Lo and behold, this same person turned up in the whole body breathing class. I thought about saying hi, but it wasn’t as if I could honestly say, “Nice to see you.” After thinking it over for two seconds, I decided I wasn't obliged to say anything at all, so I didn't, and neither did he. I wasn’t at all angry, not that there’s anything wrong with being angry, and it wasn’t one bit hard to sit in the same room with him for five Thursday nights without speaking—we didn’t sit near each other; I’m front of the room and he’s back of the room—even when we passed within a couple of feet of each other near a doorway.

But at the end of the final night, when I was chatting with Victoria, I noticed this guy had something that changed the situation completely: a bicycle. I said, “Excuse me for a moment, Victoria. [Unfriendly young man], are you riding back to the Mission?” He said he was. “Do you want to ride together?” He said he did want to; he’d just acquired the bicycle.

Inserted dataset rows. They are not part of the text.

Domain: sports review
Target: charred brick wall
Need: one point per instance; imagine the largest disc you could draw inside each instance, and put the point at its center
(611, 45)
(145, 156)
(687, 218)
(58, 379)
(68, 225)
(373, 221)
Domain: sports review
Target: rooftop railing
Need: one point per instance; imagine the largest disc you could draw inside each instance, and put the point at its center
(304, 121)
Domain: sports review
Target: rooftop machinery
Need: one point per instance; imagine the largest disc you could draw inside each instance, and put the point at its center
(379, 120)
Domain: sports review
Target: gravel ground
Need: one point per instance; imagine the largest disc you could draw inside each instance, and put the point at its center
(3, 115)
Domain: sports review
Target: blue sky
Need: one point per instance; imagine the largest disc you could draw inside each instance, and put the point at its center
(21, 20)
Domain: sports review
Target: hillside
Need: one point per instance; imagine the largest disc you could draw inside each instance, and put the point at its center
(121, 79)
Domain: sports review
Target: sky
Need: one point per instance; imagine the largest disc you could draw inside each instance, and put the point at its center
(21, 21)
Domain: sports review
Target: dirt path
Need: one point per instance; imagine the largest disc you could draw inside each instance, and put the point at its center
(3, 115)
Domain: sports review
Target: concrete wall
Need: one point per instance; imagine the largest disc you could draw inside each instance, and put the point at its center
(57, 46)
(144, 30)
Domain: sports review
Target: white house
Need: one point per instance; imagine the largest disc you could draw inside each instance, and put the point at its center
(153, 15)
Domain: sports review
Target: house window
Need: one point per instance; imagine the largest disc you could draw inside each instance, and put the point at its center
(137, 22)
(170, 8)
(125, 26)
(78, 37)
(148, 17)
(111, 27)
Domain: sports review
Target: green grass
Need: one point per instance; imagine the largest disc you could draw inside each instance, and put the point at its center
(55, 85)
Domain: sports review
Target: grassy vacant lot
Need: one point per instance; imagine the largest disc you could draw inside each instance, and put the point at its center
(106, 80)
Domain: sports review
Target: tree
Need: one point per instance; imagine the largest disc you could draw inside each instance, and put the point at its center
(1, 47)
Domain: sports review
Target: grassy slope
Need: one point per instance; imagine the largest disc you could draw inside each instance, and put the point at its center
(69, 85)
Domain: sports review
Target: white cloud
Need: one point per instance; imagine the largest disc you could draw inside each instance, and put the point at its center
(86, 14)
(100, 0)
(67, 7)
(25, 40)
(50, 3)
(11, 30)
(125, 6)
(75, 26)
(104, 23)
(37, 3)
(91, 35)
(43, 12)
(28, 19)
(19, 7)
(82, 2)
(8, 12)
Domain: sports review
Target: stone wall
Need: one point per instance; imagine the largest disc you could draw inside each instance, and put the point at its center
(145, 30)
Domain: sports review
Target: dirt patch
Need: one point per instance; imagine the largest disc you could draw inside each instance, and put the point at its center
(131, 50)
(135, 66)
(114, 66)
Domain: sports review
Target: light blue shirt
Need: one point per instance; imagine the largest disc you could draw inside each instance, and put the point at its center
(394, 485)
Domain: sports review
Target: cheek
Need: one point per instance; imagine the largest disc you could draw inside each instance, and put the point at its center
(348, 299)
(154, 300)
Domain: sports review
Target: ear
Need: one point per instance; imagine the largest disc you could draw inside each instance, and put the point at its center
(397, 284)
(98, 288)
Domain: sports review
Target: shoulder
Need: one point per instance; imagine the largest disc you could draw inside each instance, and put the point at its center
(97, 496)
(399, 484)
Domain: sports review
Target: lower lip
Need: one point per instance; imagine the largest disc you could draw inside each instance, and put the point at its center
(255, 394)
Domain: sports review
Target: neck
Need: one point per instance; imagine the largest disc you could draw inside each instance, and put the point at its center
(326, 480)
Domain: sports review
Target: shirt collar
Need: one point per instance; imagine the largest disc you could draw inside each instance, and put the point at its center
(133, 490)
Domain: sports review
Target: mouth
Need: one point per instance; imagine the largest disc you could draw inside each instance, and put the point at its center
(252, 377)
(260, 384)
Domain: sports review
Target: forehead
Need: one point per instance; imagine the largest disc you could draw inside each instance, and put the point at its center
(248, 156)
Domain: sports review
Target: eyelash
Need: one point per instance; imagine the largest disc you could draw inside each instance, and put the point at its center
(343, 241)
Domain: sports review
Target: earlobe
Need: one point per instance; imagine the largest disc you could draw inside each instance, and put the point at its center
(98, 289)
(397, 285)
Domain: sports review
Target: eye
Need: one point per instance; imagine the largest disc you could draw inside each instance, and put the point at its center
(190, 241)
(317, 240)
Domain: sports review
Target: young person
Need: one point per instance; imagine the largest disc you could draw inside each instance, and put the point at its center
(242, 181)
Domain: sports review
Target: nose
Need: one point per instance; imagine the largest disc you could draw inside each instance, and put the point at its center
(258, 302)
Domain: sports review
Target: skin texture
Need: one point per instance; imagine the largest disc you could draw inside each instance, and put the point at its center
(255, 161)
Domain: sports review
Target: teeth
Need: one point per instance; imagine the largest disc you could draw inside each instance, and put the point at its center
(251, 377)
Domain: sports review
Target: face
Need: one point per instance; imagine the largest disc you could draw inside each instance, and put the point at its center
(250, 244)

So I took him down Gough St.—I offered to go over to Polk where there’s a bike lane, but he said he’d try Gough and that he’d follow my lead—and I know he had fun, because how could he not, and we rode to the Mission, chatting a little at the red lights, and when we parted, I said, “Good night; take care,” and he said, “See you later,” and so that was a happy ending to a slightly strange thing.

My mother said maybe he’s shy, and I wouldn’t be surprised to find that was the case, but he was talking to the other two people at the book club meeting. Maybe he just took an instant dislike to me, which is certainly allowed; I take an instant dislike to people all the time, often later finding out I actually like the person very much. Maybe I would have disliked this person right away if he hadn’t beaten me to it.

3 comments:

GirlGriot said...

Oh, Linda, I love the idea of you trying out some of those love phrases on your co-workers! That's just too funny.

I'm pretty impressed that your parents have learned Spanish. I'm still at such a beginning place. I'm sure I'll be much further along after my class next month, but still with quite a ways to go.

Thanks for your comments on my long, sad post. I really appreciated your thoughts. I'm still very unsure what I'll do, of course, but I continue to think about it.

Lisa Morin Carcia said...

I'm in no hurry for worldwide fame. In fact, from where I sit, worldwide fame looks like it would be a giant pain in the ass to deal with, so I'd just as soon not achieve it until I'm at the end of my life. (TV reporter who comes to see me in my nursing home: "Congratulations on your worldwide fame!" Me: "Oh, goody! [croak, expire]" Yeah, that works.)

Bugwalk said...

Lisa, your original comment about worldwide fame was a joke, of course. (For one thing, if you actually did want such a thing, you're much too smart to think my eight-reader blog would be any help!)